Finally, viewing plaintiffs' evidence in the light most favorable to them, evidence of the Estes Defendants' involvement in the attempted purchase of the Toscana Villas and Toscana Estates, and evidence that Hartman and the Estes Defendants continued to negotiate to purchase the property after Point Center foreclosed, does not constitute evidence that the Estes Defendants substantially assisted or encouraged Global or Hartman in their respective breaches. While in some cases substantial assistance may be inferred from the circumstances, here, the circumstances do not give rise to such an inference. Summary judgment in defendants' favor is therefore appropriate on plaintiffs' aiding and abetting claim.

Wells Fargo Bank v. Arizona Laborers, Teamsters & Cement Masons, 38 P.3d 12, 23, 27 (Ariz. 2002).

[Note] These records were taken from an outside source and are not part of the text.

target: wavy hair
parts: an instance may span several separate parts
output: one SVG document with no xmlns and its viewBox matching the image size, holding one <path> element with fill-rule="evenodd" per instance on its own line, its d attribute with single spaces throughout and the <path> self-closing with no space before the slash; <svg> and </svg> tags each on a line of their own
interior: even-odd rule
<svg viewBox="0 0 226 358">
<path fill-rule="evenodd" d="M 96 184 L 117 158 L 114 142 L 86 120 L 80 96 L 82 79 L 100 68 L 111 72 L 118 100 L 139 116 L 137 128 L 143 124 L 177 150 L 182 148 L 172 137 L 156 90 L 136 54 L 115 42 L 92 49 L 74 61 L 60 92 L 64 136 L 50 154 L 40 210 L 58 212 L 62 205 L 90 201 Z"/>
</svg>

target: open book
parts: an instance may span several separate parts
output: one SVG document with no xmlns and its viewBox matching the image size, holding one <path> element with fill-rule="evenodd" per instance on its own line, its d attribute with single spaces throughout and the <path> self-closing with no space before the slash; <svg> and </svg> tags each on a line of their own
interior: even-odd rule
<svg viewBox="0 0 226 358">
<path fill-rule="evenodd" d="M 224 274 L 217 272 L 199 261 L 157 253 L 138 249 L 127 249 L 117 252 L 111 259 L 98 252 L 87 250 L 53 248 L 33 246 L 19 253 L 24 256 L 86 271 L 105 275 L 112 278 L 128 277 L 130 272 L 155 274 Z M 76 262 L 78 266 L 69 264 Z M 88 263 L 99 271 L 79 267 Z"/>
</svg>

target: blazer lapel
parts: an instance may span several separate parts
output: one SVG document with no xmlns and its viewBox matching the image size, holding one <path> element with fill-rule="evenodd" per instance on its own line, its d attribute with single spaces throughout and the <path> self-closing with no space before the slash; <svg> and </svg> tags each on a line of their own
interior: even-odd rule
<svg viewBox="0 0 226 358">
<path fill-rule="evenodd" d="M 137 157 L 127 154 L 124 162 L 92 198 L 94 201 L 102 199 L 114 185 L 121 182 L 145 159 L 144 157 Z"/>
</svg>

D. Motion at Docket 229-Piercing the Corporate Veil

Piercing the corporate veil is not a stand alone legal claim. Because plaintiffs' evidence is insufficient to support their direct claims against the Estes Defendants, piercing Estes Development's corporate veil with respect to those claims would serve no purpose. However, plaintiffs also allege a veil-piercing claim with respect to Toscana Developers. The question then becomes whether Toscana Developers' corporate veil should be pierced for purposes of imposing liability on the Estes Defendants.

See Dietel v. Day, 492 P.2d 455, 457 (Ariz. Ct. App. 1971).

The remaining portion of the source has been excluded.